Handing out fruit, Pierce said, was how her dad showed his love.
“His favorite thing to do was to peel an orange for you, with the pocketknife he had he would just peel it and give it to you,” she said. “He was happy doing that, peeling oranges and giving them to people.”
The Valley’s citrus orchards have shrunk since the prime days of the industry. According to the Texas Citrus Mutual, there are only about 30,000 acres of citrus orchards left in the region.

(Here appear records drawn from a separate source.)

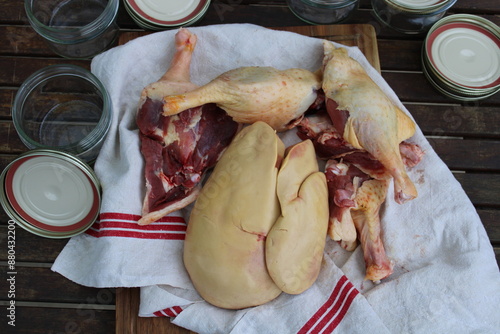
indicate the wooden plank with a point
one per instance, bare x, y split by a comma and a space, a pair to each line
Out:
482, 189
47, 320
127, 321
468, 155
52, 287
491, 222
414, 87
457, 120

All those groves being gone saddened Chuy. Even after he retired, he’d ride around inspecting the groves, talking eagerly about new groves being planted on the north side of Edinburg.
“He loved telling us about where the groves used to be,” Gomez said. “We would drive and he would say, ‘That Walmart there, that used to be an orange grove, and that block over there, those were ruby reds.’”
Chuy kept on caring for the groves that were left until he just couldn’t anymore.
The day before he was admitted to the hospital because of chest pains and low blood pressure, he did what he’d done nearly every day since the late ‘40s: he drove around in his truck, checking on the trees.
He drove through orchards he’d known for decades, and passed supermarkets and parking lots that now stand where Chuy’s trees once flourished in the heyday of the Valley’s orchard industry.
Chuy, like most of those Valley orchards, is gone now, leaving nothing but fond memories and good fruit.
“He’ll be missed,” Murden said. “You can’t replace that kind of knowledge and that kind of dedication for what he did.”
Gomez recalled how days with her grandpa would always end at Mission Shippers, where each year millions of crates of citrus were packed and shipped all over the world. She said she will never forget the joy her grandpa would have strolling by the fruit.
“He would look at them and say, ‘They’re going everywhere, they’re going all over the United States and they were grown here,’” Gomez said. “He was very proud of the fact that there was some darn good citrus here.”